In this Chaotic Theatre production, the setting is moved from London to the U.S., and the costuming choices suggest that it's no longer set so strictly in the Seventies, as Pinter intended. It remains, of course, as aptly titled as ever. The play deals with the series of betrayals that occur throughout the course of a seven-year affair between Emma (Carrie Stephens) – the wife of Robert (Andrew Black, who also directs), a New York-based publisher – and Jerry (Samuel Grimes), Robert's best friend. Told through a series of vignettes that move in reverse chronological order, we see the precise ways in which all three parties betray one another – through lies, conspiracies, and omissions.

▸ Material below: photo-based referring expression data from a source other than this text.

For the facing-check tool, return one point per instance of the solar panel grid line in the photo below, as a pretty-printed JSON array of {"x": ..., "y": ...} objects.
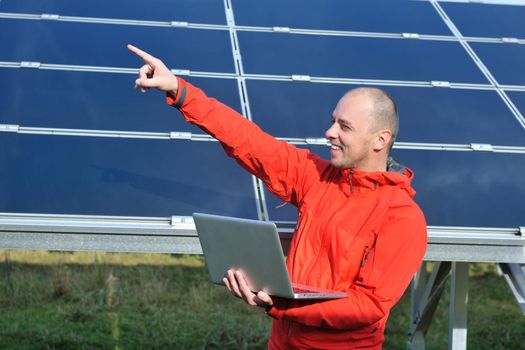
[
  {"x": 204, "y": 26},
  {"x": 116, "y": 21},
  {"x": 31, "y": 222},
  {"x": 243, "y": 98},
  {"x": 175, "y": 135},
  {"x": 512, "y": 88},
  {"x": 486, "y": 72},
  {"x": 203, "y": 74}
]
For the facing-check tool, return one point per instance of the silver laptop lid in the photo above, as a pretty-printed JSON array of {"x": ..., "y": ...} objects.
[{"x": 250, "y": 245}]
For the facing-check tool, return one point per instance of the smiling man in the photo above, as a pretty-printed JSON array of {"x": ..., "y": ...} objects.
[{"x": 358, "y": 231}]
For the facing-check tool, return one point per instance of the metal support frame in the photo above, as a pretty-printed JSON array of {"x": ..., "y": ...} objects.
[
  {"x": 457, "y": 329},
  {"x": 515, "y": 276},
  {"x": 426, "y": 292},
  {"x": 177, "y": 234}
]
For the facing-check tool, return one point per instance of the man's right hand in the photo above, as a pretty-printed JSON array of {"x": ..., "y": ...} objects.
[{"x": 154, "y": 74}]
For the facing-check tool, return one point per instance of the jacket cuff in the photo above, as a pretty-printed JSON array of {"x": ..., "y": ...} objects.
[{"x": 178, "y": 100}]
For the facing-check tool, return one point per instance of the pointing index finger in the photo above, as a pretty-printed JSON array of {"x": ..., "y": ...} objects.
[{"x": 142, "y": 54}]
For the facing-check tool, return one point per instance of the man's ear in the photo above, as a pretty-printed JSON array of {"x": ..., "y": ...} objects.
[{"x": 382, "y": 140}]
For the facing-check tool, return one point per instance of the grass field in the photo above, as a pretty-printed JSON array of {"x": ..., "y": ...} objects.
[{"x": 91, "y": 300}]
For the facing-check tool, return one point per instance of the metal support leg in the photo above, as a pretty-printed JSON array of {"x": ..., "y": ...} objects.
[
  {"x": 426, "y": 292},
  {"x": 418, "y": 290},
  {"x": 457, "y": 336}
]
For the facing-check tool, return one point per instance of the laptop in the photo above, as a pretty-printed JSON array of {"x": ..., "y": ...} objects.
[{"x": 254, "y": 247}]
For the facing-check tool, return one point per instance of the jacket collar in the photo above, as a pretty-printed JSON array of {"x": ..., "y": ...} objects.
[{"x": 396, "y": 175}]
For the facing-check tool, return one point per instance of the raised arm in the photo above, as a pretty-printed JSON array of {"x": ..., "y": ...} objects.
[{"x": 282, "y": 167}]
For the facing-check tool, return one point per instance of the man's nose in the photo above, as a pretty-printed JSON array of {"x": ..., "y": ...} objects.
[{"x": 330, "y": 133}]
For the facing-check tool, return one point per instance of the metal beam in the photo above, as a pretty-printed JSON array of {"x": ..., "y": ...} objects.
[
  {"x": 457, "y": 333},
  {"x": 426, "y": 292}
]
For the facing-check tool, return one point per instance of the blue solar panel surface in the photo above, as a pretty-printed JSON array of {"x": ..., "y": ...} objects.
[
  {"x": 364, "y": 16},
  {"x": 84, "y": 82},
  {"x": 357, "y": 57},
  {"x": 87, "y": 100},
  {"x": 487, "y": 20}
]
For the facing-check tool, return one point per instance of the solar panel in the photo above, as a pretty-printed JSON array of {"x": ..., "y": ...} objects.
[
  {"x": 505, "y": 61},
  {"x": 364, "y": 16},
  {"x": 461, "y": 100},
  {"x": 357, "y": 57},
  {"x": 487, "y": 20},
  {"x": 88, "y": 100},
  {"x": 200, "y": 11},
  {"x": 92, "y": 176},
  {"x": 428, "y": 115},
  {"x": 75, "y": 43}
]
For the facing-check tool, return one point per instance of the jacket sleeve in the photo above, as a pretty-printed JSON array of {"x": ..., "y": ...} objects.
[
  {"x": 281, "y": 166},
  {"x": 397, "y": 255}
]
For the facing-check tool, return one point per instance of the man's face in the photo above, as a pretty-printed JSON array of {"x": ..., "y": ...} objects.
[{"x": 350, "y": 135}]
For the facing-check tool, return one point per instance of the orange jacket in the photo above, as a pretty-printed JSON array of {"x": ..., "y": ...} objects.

In many ways, those things make Betrayal a hard script to screw up. As long as the lies and omissions reveal themselves in the subtle ways that Pinter wrote them, most productions will deliver on the richness of the material. Chaotic's take on the script is no exception to that, but it also frequently fails to take advantage of some of the opportunities presented by the play. While Stephens is excellent as Emma – she wears the weight of her secrets throughout every scene, regardless of whether she's scared, delighted, tired, or sad – and Grimes' Jerry does a fine job balancing naïveté with charm, Black struggles as the third in their love triangle. His performance is frequently stilted. He plays Robert as neither affable, vulnerable, nor menacing, relying instead on performative tricks – a raised voice, an affected tone – to convey what's written to be subtle revelations. The missed opportunities are frustrating; a scene early in the second act, when Robert confronts Emma with his knowledge of the affair, remains static and one-note. He continues to raise his voice at her, even as the power dynamic between them subtly shifts once he begins asking her for details – flattening a scene that's written to be extremely tense.
What we get instead of that sort of tension is an opportunity to see Betrayal in a raw form. The subtleties are frequently rolled over, but the stage is well dressed, the costumes fit well, and the script remains intact and affecting. Given how long it may be before we see Betrayal again on an Austin stage, that'll have to be enough.